Scraping by Example - SelectMinds ATS
27 May 2020In this post I’ll show how to develop a scraper for the SelectMinds Applicant Tracking System (ATS). For my example, I’ll use the jobs site at https://eygbl.referrals.selectminds.com/
Background
Before developing the code for the scraper, let’s inspect the site and see how the jobs are loaded into the page. Click on the link above to open the jobs site. Then open the Chrome developer tools and switch to the Network tab. Click the Search button to load all jobs.
In the Network tab you’ll see a series of XHR requests being made. I’ve highlighted the two requests (first and last) that we’ll need to recreate in order to scrape the jobs from the site.
The first request is a POST to
https://eygbl.referrals.selectminds.com/ajax/jobs/search/create
with the following parameters and form data:
We also need to pay attention to the request headers:
The tss-token
header is required. Without it we’ll get back a 403 Invalid Access response from the
server. When a valid request is made the response sent back will be a JSON string with the following fields:
{
"Status": "OK",
"UserMessage": "",
"Result": {
"JobSearch.id": 84067040
}
}
We’ll need to save the JobSearch.id
value from the response because it’s used as a parameter in the second XHR request, a POST to
https://eygbl.referrals.selectminds.com/ajax/content/job_results
with the following query string parameters
We’ll see where the rest of the parameters come from later in the article when we dig into how this request
gets generated. The response for this request contains the HTML for the jobs that we’ll scrape in the Result
field of the JSON string returned:
{
"Status":"OK", "UserMessage": "",
"Result": "<div class=\"results_content..."
}
Implementation
Now that we’ve gotten an overview of the requests, let’s dig into the site’s code to see how the two XHR requests are being generated so that we can duplicate them in our scraper. First, let’s create a base class with some boilerplate code for our SelectMinds scraper. We’ll add methods to it as we go:
import re
import sys
import json
import time
import logging
import requests
from bs4 import BeautifulSoup
from datetime import datetime
from urllib.parse import urljoin
class SelectMindsJobScraper(object):
def __init__(self):
FORMAT = "%(asctime)s [ %(filename)s:%(lineno)s - %(funcName)s() ] %(message)s"

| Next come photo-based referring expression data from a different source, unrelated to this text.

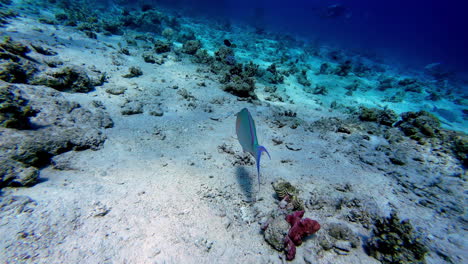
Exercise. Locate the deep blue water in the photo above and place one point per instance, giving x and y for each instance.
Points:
(414, 32)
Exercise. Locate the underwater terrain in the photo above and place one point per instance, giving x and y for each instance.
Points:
(123, 126)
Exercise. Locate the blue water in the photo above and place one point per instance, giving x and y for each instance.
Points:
(415, 33)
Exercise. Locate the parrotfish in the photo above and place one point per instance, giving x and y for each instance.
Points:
(247, 136)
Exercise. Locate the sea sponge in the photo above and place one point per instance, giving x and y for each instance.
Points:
(300, 228)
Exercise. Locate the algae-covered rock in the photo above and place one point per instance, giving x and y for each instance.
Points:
(240, 86)
(14, 47)
(385, 117)
(15, 72)
(276, 231)
(202, 56)
(302, 78)
(283, 188)
(67, 79)
(14, 109)
(394, 241)
(64, 126)
(288, 193)
(340, 231)
(191, 47)
(419, 125)
(162, 47)
(133, 72)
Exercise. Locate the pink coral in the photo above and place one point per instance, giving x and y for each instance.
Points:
(299, 229)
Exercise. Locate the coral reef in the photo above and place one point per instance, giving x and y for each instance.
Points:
(277, 232)
(69, 79)
(133, 72)
(419, 125)
(161, 47)
(394, 241)
(191, 47)
(14, 109)
(300, 227)
(385, 117)
(64, 126)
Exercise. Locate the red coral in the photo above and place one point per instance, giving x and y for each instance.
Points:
(290, 248)
(299, 229)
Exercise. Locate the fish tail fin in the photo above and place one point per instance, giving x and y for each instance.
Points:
(260, 149)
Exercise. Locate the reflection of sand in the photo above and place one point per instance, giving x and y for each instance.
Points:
(160, 191)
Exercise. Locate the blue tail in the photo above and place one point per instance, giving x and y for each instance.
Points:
(260, 149)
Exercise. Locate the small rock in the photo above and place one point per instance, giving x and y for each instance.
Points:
(116, 90)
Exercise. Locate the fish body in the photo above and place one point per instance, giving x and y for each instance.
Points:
(247, 136)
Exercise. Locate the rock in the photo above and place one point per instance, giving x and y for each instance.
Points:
(157, 112)
(162, 47)
(277, 229)
(148, 57)
(116, 90)
(14, 205)
(133, 72)
(191, 47)
(43, 51)
(14, 109)
(16, 72)
(394, 241)
(340, 231)
(343, 245)
(132, 108)
(64, 126)
(67, 79)
(302, 79)
(385, 117)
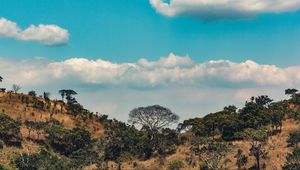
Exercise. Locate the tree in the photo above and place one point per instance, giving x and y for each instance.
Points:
(293, 160)
(30, 126)
(291, 92)
(241, 159)
(16, 88)
(294, 139)
(10, 130)
(62, 92)
(32, 93)
(154, 117)
(41, 160)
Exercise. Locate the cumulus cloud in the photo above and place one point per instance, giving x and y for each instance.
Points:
(45, 34)
(185, 86)
(163, 72)
(222, 9)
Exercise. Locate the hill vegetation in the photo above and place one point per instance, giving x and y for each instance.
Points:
(37, 132)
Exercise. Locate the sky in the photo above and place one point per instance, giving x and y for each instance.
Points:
(192, 56)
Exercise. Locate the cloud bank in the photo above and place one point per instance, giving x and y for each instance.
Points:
(185, 86)
(45, 34)
(163, 72)
(222, 9)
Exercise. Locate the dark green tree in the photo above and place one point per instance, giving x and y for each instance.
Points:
(293, 160)
(241, 159)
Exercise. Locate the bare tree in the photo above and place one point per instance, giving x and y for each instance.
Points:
(16, 88)
(154, 117)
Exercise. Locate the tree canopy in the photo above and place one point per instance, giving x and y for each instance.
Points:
(154, 117)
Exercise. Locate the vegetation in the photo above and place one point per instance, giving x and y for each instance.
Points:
(208, 140)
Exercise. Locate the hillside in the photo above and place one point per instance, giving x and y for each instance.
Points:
(116, 145)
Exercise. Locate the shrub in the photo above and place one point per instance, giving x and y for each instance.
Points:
(41, 160)
(175, 165)
(10, 130)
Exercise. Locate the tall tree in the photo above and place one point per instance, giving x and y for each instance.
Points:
(291, 91)
(62, 92)
(153, 117)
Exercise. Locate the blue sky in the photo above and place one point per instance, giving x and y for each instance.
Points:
(124, 31)
(121, 54)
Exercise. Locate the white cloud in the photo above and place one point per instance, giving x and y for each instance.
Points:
(45, 34)
(223, 9)
(167, 70)
(186, 87)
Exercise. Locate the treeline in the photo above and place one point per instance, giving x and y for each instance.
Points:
(148, 135)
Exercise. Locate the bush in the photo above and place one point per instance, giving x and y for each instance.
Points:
(10, 130)
(41, 160)
(293, 160)
(175, 165)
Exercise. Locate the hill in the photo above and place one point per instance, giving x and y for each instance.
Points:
(39, 133)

logging.basicConfig(format=FORMAT, datefmt='%Y-%m-%d %H:%M:%S')
self.logger = logging.getLogger(__name__)
self.logger.setLevel(logging.DEBUG)
self.session = requests.Session()
Now we’ll go back and take a look at that first XHR request again. In the Chrome developer tools, search for the URL used in the first POST request:
Click on the search result to open up the code in the Sources tab. Inside the Sources tab you’ll see that the first XHR request is implemented by code in job_search_banner.js which gets triggered when the Search button is clicked:
// Main submit binding
j$('#jSearchSubmit', search_banner).click(function() {
....
j$.ajax({
type: 'POST',
url: TVAPP.guid('/ajax/jobs/search/create'),
data: data,
success: function(result){
job_search_id = result.Result['JobSearch.id'];
j$.log('job_search_id: ' + job_search_id);
// Load results
j$(document).trigger('loadSearchResults', {'job_search_id':job_search_id});
},
dataType: 'json',
error: function(xhr, textStatus, error) {
TVAPP.masterErrorHandler(xhr, textStatus, error, null);
}
});
});
The URL is set to the return value of the call to
TVAPP.guid('/ajax/jobs/search/create')
This method is where the uid: 219
parameter is being generated. To find the source code for this method go
into the console of the Chrome developer tools and type in TVAPP.guid
. The console will display the beginning
of the code for this method.
Click on that code and it will take you into the Sources tab. The Sources tab shows that the guid
method is defined in
desktop.js:
TVAPP.guid = function(url) {
var date = new Date
var uid = date.getMilliseconds();
var additionType = "?uid=";
for (var i = 0; i < url.length; i++) {
if(url.charAt(i) == '?') {
additionType = "&uid="
}
}
var newURL = url + additionType + uid;
return newURL;
};
So the uid
comes from the milliseconds portion of the current local time date.getMilliseconds()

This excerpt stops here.